- OpenAIがZDR維持のまま安全監視する新機能をプレビュー公開
- 担当者が中身を見ずにパターン検知する設計
- 録音AIツール選定はデータの流れの図で判断すべき
現地時間2026年8月19日、OpenAIが「Private Safety Processing」のプレビュー版を公開した。
公式発表によると、これはOpenAIの担当者がプロンプトや応答の中身にアクセスすることなく、関連するやり取り全体のパターンから不正利用の兆候を検知する仕組みである。
土台にあるのは「ゼロデータ保持(ZDR)」という方針だ。
対象となるAPI顧客に対し、OpenAIがリクエスト処理後にプロンプトやモデルの応答を保持しないと約束するもので、既存のZDRは一件ごとのやり取りを個別に評価していた。
Private Safety Processingはこれを拡張し、複数のやり取りにまたがる不正利用のパターンまで、担当者が内容を見ずに自動システムだけで識別できるようにする。
顧客データはOpenAI提供のストレージに置く場合でも顧客が管理する鍵で暗号化され、OpenAIの担当者はその鍵のコピーを持たない。
リスクが検出された場合も、担当者に渡るのは関連する活動の種類を示す限定的なシグナルにとどまり、内容そのものは開示されない。
会議や商談を録音してAIに要約させるボイスメモ・議事録系のツールを選ぶ読者にとって、この発表は他人事ではない。
録音データという、参加者の発言・社名・数字が丸ごと入った音声を外部のAIサービスに渡す以上、「その後どう扱われるか」は選定基準そのものだからだ。

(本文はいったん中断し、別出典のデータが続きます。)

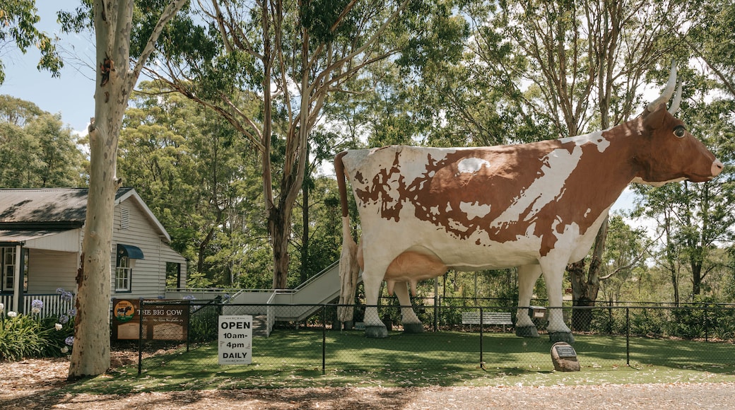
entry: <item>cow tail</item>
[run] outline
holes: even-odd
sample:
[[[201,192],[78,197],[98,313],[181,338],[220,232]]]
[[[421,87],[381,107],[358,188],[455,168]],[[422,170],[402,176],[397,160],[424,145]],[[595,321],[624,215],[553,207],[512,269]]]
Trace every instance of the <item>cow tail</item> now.
[[[352,238],[350,227],[349,206],[347,202],[347,183],[345,179],[345,165],[342,157],[347,151],[340,152],[334,157],[334,172],[340,191],[342,205],[342,253],[340,256],[340,303],[337,308],[337,320],[340,322],[352,320],[355,303],[355,288],[357,287],[357,244]]]

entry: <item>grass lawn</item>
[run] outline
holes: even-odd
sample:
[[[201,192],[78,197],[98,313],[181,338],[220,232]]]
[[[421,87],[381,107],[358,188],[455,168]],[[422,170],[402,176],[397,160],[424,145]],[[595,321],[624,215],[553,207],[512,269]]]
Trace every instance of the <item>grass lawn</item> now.
[[[203,389],[310,386],[539,386],[735,381],[735,345],[575,335],[581,371],[555,372],[551,344],[510,333],[485,334],[481,366],[478,333],[279,330],[253,341],[250,365],[218,364],[217,344],[157,356],[137,367],[74,384],[67,392],[99,394]]]

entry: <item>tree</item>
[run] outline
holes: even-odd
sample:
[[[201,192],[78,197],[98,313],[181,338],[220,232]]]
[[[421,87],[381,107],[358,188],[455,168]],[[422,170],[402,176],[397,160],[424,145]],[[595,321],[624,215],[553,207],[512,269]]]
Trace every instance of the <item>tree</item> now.
[[[91,4],[98,76],[95,82],[95,116],[89,126],[90,186],[76,277],[78,314],[70,378],[98,375],[110,367],[112,211],[121,182],[116,176],[118,138],[125,107],[143,66],[164,26],[184,3],[185,0],[176,0],[164,8],[137,56],[130,54],[132,0],[95,0]],[[137,57],[132,66],[132,57]]]
[[[476,50],[517,107],[513,112],[526,123],[548,124],[540,137],[604,129],[634,113],[645,74],[673,47],[662,40],[669,29],[659,22],[667,15],[681,23],[683,17],[671,16],[687,14],[679,3],[512,1],[481,25]],[[567,269],[575,305],[597,298],[606,232],[604,223],[589,269],[584,260]],[[576,328],[587,328],[589,312],[574,311],[585,316],[573,319]]]
[[[41,53],[38,70],[49,70],[57,77],[64,63],[57,52],[55,39],[36,29],[40,18],[36,14],[35,3],[35,0],[4,0],[0,5],[0,55],[5,54],[4,48],[8,44],[15,43],[23,54],[35,45]],[[0,84],[5,82],[3,68],[0,60]]]
[[[167,33],[159,78],[216,110],[259,151],[274,288],[287,283],[293,205],[320,112],[375,62],[403,50],[419,55],[431,49],[423,32],[409,35],[423,27],[429,7],[409,0],[271,0],[257,7],[215,1]],[[178,40],[184,36],[185,44]],[[245,98],[257,101],[258,109],[243,108]]]
[[[0,96],[0,186],[12,188],[86,184],[77,140],[58,115],[29,101]]]
[[[212,109],[159,83],[139,87],[121,134],[120,175],[195,262],[192,273],[232,286],[250,251],[267,246],[255,153]]]
[[[609,218],[609,229],[599,284],[612,305],[620,300],[623,285],[634,272],[640,273],[648,254],[644,245],[645,232],[642,229],[628,226],[620,215]],[[639,281],[640,278],[637,278]]]

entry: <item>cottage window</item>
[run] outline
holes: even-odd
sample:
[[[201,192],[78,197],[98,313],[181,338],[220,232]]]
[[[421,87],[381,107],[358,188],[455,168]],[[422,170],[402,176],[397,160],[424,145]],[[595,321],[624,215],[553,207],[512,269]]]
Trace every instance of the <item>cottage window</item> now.
[[[15,280],[15,248],[7,247],[0,249],[2,253],[2,290],[12,292]]]
[[[15,265],[18,251],[15,246],[0,248],[0,292],[15,292]],[[23,278],[23,291],[28,292],[28,251],[21,253],[23,261],[21,272]]]
[[[132,267],[130,266],[130,258],[127,256],[118,258],[118,266],[115,270],[115,291],[130,292],[132,275]]]

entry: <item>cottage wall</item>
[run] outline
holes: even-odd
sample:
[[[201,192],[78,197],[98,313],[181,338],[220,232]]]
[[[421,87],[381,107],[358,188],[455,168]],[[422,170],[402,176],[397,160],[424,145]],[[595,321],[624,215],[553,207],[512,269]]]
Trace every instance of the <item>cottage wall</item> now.
[[[53,294],[62,287],[76,292],[76,271],[79,255],[46,249],[26,249],[28,293]]]
[[[115,225],[110,278],[112,295],[118,298],[163,298],[166,291],[166,262],[182,264],[185,281],[186,260],[164,241],[164,237],[153,229],[153,221],[132,197],[115,207]],[[129,292],[115,292],[115,267],[117,263],[118,244],[132,245],[143,251],[143,259],[131,259],[132,273]]]

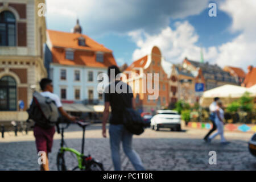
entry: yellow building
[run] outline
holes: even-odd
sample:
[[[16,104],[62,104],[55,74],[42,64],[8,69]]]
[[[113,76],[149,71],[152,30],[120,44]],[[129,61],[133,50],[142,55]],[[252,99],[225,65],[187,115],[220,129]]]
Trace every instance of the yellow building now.
[[[0,121],[25,121],[34,85],[47,76],[43,62],[45,17],[38,5],[44,0],[0,0]]]

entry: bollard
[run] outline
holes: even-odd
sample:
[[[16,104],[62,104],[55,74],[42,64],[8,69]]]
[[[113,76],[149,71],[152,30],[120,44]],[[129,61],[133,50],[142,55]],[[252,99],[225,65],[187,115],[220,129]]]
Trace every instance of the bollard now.
[[[18,126],[14,126],[14,133],[15,134],[15,136],[17,136],[17,132],[18,132]]]
[[[26,131],[26,135],[27,135],[28,130],[28,127],[27,127],[27,125],[26,124],[25,131]]]
[[[2,133],[2,138],[5,138],[5,126],[3,125],[1,125],[1,133]]]

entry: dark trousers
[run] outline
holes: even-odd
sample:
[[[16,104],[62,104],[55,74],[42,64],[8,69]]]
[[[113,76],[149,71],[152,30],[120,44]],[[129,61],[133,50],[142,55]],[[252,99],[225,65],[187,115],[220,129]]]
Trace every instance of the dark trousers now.
[[[212,125],[213,125],[212,129],[210,131],[209,131],[208,133],[205,135],[205,136],[204,136],[204,139],[208,139],[209,136],[210,136],[210,135],[212,134],[212,133],[214,131],[217,129],[217,126],[216,126],[216,124],[215,124],[215,122],[213,121],[210,121],[212,122]]]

OpenAIの今回の発表が投げかけているのは、「安全性の監視」と「データを保持しない約束」は本来トレードオフの関係にあるはずだ、という論点である。
不正利用を見つけるには通常、誰かが中身を確認する必要がある。
ところがOpenAIが示したのは、暗号化と限定的なシグナルの受け渡しという設計によって、担当者が中身を見ずにパターンだけを検知する経路を作れるという主張だ。
これは技術的に破綻のない話に見える一方、検証は第三者による監査ではなく、OpenAI自身の説明に基づいている。
顧客が「本当に中身を見ていないか」を外部から常時確認する手段は、少なくとも今回の発表文からは読み取れない。
つまり、この仕組みは「保持しない設計」を採用しているという事実と、「保持していないことを信じてよいか」という別の問いを混同してはいけない。
それでも、この発表が録音AIツールを選ぶ読者にとって参考になる理由は、判断軸を明確にしてくれる点にある。
見るべきは「保持する・しない」という二択の宣言文句ではなく、データがどこで、誰の管理下に置かれ、いつ消えるかという流れそのものだ。
録音してから要約が完成するまでのAI処理は、会議中に発言をその場でテキスト化するような常時稼働の仕組みではなく、録音を区切りとしてAIに渡し、処理が終わった時点でその音声を扱い終える、という一区切りの工程として設計する方が、削除のタイミングを一箇所に定めやすい。
読者がツールを比較するときは、料金や文字起こし精度だけでなく、「音声データはいつ消えるか」「処理はどの単位で区切られるか」を、各サービスの規約やヘルプページで具体的に確認することを勧める。